What do you expect to see in the waiting room of a doctor’s office? As each detail comes to mind, it triggers associations with other details: chairs to sit in while you wait -> coffee table -> magazines -> Oprah magazine, Sports Illustrated, The Economist -> cheap art on walls -> laminate flooring -> hand sanitizer -> clipboards with forms ->, etc. When you see lightning, what do you expect to hear? Associations can build up in temporal proximity (events occurring together in time, like lightning and thunder) and spatial proximity (objects that co-occur in space, like a chair and a table). Your stream of consciousness is partly built out of strong and weak associations.
How does the brain learn associations in the first place?
A Theory of Learning#
Perhaps the most influential early theory in neuroscience is about learning associations, summarized as: “Neurons that fire together, wire together.” The theory was advanced in great detail by Donald Hebb in 1949, who stated, “The general idea is an old one, that any two cells or systems of cells that are repeatedly active at the same time will tend to become ‘associated,’ so that activity in one facilitates activity in the other,” and it is now called Hebbian Learning. It is an elegant theory because it is simple and can potentially explain many psychological and neuroscientific data. And it is also a mechanistic theory that we can explore by building models.
Unsupervised Learning#
Hebbian learning is a type of unsupervised learning because it can extract structure from data without using feedback. There are no answers provided in unsupervised learning, only an acquired representation of structure present in the data. In contrast, supervised learning usually involves a decision that can be correct or incorrect (e.g., Is this a picture of a dog or a cat?) and uses training and feedback to improve accuracy.
Installation and Setup
%%capture
%pip install psyneulink
import numpy as np
import matplotlib.pyplot as plt
import psyneulink as pnl
Learning to group Properties of Objects#
Objects typically have multiple properties, such as size, shape, color, texture, density, temperature, etc. It is useful to learn to group the different properties of an object together.
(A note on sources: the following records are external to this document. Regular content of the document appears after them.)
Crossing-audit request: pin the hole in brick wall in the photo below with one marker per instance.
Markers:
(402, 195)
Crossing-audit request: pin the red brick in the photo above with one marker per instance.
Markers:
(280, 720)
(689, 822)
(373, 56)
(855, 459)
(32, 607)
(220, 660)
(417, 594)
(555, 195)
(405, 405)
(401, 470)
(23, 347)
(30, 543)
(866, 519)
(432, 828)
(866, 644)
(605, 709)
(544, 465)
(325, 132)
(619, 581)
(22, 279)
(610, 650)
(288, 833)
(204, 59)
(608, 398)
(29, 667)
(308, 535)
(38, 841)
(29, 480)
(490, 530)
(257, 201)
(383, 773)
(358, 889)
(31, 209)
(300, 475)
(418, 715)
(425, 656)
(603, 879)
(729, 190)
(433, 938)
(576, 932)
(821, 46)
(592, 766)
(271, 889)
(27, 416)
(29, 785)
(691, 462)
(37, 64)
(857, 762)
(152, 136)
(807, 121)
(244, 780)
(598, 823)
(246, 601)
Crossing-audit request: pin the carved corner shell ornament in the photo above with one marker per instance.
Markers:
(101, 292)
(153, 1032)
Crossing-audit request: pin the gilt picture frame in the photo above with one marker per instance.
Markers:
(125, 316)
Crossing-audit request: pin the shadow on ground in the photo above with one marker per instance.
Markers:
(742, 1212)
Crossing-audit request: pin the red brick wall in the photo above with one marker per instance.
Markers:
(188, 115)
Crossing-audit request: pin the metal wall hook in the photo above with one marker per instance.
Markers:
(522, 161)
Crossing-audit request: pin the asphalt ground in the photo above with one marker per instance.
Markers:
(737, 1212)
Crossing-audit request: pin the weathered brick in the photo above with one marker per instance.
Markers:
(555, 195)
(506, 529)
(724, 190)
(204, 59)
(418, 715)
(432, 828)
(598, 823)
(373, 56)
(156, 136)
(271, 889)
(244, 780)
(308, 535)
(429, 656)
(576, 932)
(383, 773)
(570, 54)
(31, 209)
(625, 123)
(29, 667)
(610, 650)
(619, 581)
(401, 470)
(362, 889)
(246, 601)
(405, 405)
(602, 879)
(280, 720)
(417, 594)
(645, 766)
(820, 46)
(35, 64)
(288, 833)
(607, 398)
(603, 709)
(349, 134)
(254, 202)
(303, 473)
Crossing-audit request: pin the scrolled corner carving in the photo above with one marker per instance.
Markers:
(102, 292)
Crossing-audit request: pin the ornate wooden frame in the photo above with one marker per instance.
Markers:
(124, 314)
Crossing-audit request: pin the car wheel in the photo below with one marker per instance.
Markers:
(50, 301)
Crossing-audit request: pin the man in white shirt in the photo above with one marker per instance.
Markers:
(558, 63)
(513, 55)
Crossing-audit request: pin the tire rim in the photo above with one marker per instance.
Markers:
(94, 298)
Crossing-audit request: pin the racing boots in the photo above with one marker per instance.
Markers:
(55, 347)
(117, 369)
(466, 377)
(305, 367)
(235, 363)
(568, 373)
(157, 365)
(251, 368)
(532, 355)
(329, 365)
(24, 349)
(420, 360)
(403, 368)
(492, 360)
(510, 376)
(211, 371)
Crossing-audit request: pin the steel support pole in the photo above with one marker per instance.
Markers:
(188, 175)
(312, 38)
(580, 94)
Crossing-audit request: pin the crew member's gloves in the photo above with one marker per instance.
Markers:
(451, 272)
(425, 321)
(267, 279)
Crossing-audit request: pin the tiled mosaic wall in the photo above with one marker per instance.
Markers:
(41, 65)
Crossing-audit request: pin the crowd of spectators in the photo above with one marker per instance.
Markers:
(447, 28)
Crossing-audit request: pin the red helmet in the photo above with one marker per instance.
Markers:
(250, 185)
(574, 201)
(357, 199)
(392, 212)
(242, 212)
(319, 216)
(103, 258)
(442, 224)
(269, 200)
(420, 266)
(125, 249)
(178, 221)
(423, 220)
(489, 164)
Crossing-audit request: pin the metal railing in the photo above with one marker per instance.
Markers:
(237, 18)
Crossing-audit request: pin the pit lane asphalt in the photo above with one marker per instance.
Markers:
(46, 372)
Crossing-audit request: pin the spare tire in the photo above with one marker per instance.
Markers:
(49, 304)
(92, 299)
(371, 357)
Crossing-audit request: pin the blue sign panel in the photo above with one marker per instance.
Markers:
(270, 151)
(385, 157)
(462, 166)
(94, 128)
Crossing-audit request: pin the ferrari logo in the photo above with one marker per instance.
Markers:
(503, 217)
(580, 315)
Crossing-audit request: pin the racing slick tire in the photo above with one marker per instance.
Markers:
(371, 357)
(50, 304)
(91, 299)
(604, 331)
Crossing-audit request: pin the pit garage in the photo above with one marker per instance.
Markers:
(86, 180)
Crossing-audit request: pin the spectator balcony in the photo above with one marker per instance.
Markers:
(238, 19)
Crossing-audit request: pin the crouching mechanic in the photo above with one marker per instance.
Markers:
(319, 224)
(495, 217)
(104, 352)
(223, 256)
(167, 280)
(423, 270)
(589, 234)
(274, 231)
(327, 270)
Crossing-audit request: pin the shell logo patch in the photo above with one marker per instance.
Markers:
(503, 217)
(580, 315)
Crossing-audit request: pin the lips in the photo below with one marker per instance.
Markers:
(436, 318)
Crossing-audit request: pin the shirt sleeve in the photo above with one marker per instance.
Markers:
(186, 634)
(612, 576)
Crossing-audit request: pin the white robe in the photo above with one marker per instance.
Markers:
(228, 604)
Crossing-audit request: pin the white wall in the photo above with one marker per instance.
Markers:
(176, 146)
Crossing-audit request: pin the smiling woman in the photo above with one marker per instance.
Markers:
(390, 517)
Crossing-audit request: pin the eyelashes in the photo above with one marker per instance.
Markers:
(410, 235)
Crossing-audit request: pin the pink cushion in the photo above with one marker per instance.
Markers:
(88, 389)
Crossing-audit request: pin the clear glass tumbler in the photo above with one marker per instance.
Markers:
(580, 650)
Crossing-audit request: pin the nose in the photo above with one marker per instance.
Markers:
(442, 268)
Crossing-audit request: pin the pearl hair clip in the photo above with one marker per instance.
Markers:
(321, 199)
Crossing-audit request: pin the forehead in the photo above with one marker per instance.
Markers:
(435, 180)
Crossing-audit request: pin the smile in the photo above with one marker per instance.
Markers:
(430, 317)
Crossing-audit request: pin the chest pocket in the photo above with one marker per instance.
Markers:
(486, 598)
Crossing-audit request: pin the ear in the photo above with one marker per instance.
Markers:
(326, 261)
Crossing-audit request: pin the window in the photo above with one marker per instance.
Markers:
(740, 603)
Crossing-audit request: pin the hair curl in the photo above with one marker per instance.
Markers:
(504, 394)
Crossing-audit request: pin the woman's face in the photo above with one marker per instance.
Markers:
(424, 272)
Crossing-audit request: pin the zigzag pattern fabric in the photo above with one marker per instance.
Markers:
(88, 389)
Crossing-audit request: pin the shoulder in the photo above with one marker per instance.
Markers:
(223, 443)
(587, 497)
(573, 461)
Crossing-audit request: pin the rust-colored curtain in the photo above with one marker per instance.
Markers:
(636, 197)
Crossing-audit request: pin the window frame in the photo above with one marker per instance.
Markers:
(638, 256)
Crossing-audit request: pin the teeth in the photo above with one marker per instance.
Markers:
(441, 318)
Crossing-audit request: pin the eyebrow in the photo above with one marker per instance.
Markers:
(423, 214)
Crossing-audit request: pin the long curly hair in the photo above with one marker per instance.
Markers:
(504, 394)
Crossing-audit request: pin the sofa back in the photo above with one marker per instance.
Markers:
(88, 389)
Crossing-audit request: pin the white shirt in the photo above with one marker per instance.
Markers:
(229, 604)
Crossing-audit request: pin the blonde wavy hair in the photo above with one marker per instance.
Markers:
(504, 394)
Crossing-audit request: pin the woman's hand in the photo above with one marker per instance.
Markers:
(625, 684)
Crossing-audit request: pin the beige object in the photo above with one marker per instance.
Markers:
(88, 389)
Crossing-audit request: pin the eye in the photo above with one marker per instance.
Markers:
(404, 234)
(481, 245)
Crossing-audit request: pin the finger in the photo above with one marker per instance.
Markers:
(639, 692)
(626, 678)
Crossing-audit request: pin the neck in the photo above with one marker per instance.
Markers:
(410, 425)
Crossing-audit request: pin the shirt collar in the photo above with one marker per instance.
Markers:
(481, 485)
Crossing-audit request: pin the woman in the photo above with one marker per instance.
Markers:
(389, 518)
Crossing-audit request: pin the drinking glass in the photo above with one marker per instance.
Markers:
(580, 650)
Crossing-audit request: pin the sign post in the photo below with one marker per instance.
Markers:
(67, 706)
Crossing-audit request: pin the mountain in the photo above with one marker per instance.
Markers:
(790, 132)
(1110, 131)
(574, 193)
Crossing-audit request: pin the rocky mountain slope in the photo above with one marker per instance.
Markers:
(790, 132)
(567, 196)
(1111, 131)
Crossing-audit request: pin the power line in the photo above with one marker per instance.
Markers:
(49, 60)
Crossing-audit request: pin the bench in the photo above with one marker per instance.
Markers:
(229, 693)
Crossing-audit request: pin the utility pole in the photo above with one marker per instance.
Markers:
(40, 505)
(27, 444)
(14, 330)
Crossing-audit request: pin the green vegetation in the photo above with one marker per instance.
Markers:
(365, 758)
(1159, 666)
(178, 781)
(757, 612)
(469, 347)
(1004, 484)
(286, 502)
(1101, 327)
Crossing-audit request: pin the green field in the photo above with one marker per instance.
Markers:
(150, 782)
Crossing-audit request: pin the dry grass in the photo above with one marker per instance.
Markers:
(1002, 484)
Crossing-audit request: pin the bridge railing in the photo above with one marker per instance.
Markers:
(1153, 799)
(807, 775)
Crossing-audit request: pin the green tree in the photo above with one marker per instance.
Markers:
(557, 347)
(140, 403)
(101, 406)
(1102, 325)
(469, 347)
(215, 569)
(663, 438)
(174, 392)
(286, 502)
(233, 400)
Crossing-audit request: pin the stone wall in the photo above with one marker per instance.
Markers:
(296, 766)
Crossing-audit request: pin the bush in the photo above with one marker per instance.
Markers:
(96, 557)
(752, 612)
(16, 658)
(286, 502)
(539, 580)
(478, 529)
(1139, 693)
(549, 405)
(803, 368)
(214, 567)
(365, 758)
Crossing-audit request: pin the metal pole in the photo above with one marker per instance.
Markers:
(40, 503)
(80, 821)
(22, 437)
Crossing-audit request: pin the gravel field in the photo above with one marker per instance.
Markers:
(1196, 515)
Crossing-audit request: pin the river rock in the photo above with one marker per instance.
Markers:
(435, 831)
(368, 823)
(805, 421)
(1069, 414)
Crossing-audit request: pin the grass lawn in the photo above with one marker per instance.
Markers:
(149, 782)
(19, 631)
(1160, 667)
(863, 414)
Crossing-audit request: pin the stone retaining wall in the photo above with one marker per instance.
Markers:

In the following cell, we define a set of features to represent objects. The features include size (small, medium, large), color (red, blue, green), and shape (circle, rectangle, triangle). A feature is coded as 1
when it is present and 0
when it is absent.
Next, we specify some objects, such as a small red circle. Each object is represented as a stimulus in the model using a feature-coded vector. For example:
A small red circle is coded as [1, 0, 0, 1, 0, 0, 1, 0, 0]
and abbreviated as src
.
# Define the set of features
feature_names = [
'small', 'medium', 'large',
'red', 'yellow', 'blue',
'circle', 'rectangle', 'triangle'
]
# Calculate the size of the feature space
size_f = len(feature_names)
# Define stimuli representing objects composed of features
small_red_circle = [1, 0, 0, 1, 0, 0, 1, 0, 0]
medium_yellow_rectangle = [0, 1, 0, 0, 1, 0, 0, 1, 0]
large_blue_triangle = [0, 0, 1, 0, 0, 1, 0, 0, 1]
# Note: Feature coding can be more elaborate, e.g., combining basic features.
# Represent green as the activation of blue + yellow, and use rectangle + triangle for a house
small_green_house = [1, 0, 0, 0, 1, 1, 0, 1, 1]
# Assign abbreviated aliases
src = small_red_circle
myr = medium_yellow_rectangle
lbt = large_blue_triangle
sgh = small_green_house
With our features defined, we can specify a collection of stimuli (sm_3_uniform
) to present to the model. This collection is organized as a matrix where each row corresponds to a single stimulus, and each column represents a feature (as defined in feature_names
). Here, the sm_3_uniform matrix
contains three repetitions of each stimulus.
sm_3_uniform = np.matrix([src,src,src,myr,myr,myr,lbt,lbt,lbt])
sm_3_uniform
matrix([[1, 0, 0, 1, 0, 0, 1, 0, 0],
[1, 0, 0, 1, 0, 0, 1, 0, 0],
[1, 0, 0, 1, 0, 0, 1, 0, 0],
[0, 1, 0, 0, 1, 0, 0, 1, 0],
[0, 1, 0, 0, 1, 0, 0, 1, 0],
[0, 1, 0, 0, 1, 0, 0, 1, 0],
[0, 0, 1, 0, 0, 1, 0, 0, 1],
[0, 0, 1, 0, 0, 1, 0, 0, 1],
[0, 0, 1, 0, 0, 1, 0, 0, 1]])
You can also think about every feature as being represented by one artificial neuron in a system of neurons. For example, one neuron fires in response to objects with a “small” size, another fires for a “medium” size, and so on. Similarly, other neurons respond to colors like “red,” “yellow,” or “blue,” or shapes like “circles” or “triangles.” In our case, this amounts to a total of 9 feature neurons.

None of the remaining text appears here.